July 2020 employment law letter
Authors: 
Paige Hoster Good, McAfee & Taft

The U.S. Department of Labor (DOL) recently issued guidance on whether the pandemic-related closures of summer camps and other enrichment programs for children would allow an eligible employee to take leave under the Families First Coronavirus Response Act (FFCRA).

‘Place of care’ includes summer programs

In general, the FFCRA allows eligible employees to take paid leave if they are unable to work or telework because of a need to care for their child whose place of care is closed for COVID-19-related reasons.

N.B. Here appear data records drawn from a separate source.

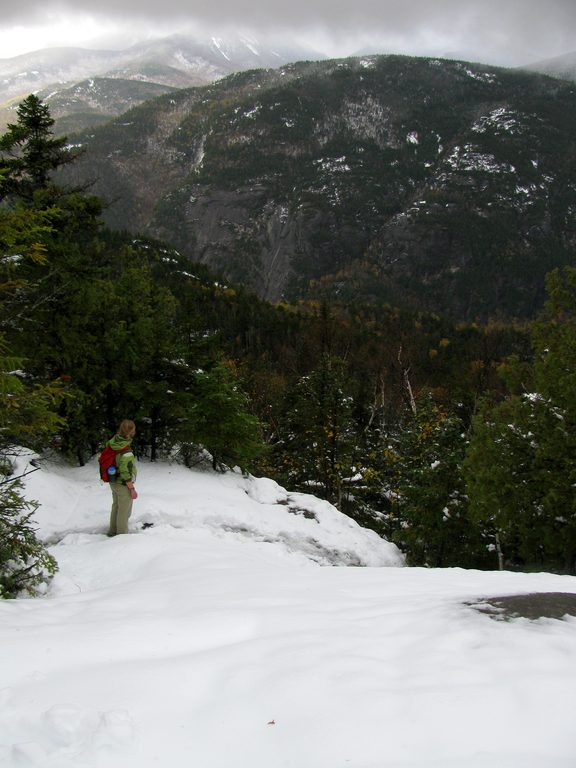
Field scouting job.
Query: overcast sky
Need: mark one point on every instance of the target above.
(508, 32)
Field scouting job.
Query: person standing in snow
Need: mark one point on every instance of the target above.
(122, 486)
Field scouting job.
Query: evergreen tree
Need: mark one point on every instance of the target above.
(29, 152)
(219, 419)
(430, 506)
(521, 476)
(318, 443)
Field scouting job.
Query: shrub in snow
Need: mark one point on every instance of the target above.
(26, 567)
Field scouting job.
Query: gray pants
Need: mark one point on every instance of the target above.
(121, 509)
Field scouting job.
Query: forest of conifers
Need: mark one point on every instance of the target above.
(455, 441)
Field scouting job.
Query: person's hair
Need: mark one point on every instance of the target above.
(127, 428)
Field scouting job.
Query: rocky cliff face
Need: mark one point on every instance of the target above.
(435, 184)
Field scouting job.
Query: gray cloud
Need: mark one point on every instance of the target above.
(499, 31)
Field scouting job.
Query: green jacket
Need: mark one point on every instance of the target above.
(125, 461)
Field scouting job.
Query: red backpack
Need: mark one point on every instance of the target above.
(107, 462)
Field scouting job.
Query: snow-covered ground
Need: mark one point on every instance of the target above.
(216, 639)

A “place of care” includes summer camps and summer enrichment programs.

Employees who request FFCRA childcare leave must provide certain information including, for a summer camp closure, the name of the camp or program that would have been the child’s place of care if it hadn’t shut down.

What if children hadn’t enrolled or even applied yet?

Employees may be entitled to the leave even if their children weren't enrolled in or hadn’t even applied for the summer camp. Why? Because many camps and programs were shuttered in response to COVID-19 before any children began to attend or enroll.

In determining whether employers are in violation of the FFCRA, federal investigators will assess whether (1) there was evidence of a “plan” for the child to attend a summer camp or program, or (2) short of a plan, it’s “still more likely than not” the child would have attended the camp or program had it not closed because of COVID-19. An employee-parent’s mere “interest” in a camp or program would not be enough.